Today's off-the-shelf LMs have incredible generalization, reasoning, and planning capabilities. Agentic harnesses in CaP-Agent0 unleashes their potential in the physical world.
Click on each task to see the agent in action.
CaP-Bench provides the first comprehensive benchmark for evaluating how well large language model agents can write code to control robots. Integrated with hundreds of manipulation tasks across multiple robot learning benchmarks (LIBERO-PRO, Robosuite, BEHAVIOR), CaP-Bench tests both LLM and VLM models on their ability to generate executable robot control policies from natural language instructions.
Click on each task to see the agent in action.
Large language and vision-language models can directly generate executable robot manipulation code with meaningful success rates across multiple tasks — without any task-specific training or fine-tuning. The best model achieves over 30% average success rate across all tasks.
Vision-language model agents, using only natural language prompts and visual feedback, can solve manipulation tasks that state-of-the-art vision-language-action models (e.g., Pi 0.5) fail on entirely.
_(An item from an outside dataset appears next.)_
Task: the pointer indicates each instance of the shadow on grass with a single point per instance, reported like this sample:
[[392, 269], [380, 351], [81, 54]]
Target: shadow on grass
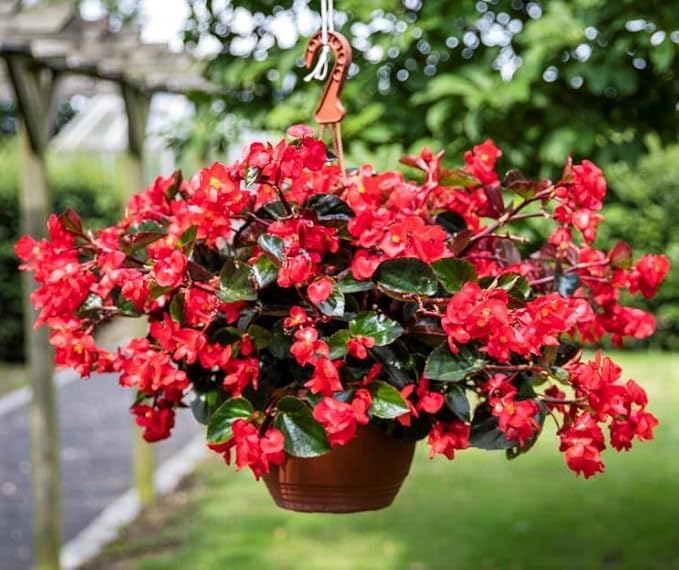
[[479, 512]]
This highlights the surprising generality of code-generation approaches over end-to-end learned policies.
Models that undergo additional post-training (e.g., RLHF, instruction tuning) show consistent improvements in their ability to generate correct robot manipulation code. This suggests that general reasoning improvements directly transfer to embodied task performance.
While larger models dominate on complex manipulation tasks, the performance gap narrows significantly on tasks that primarily require abstract reasoning rather than low-level control. This indicates that model scale is most critical for fine-grained physical reasoning.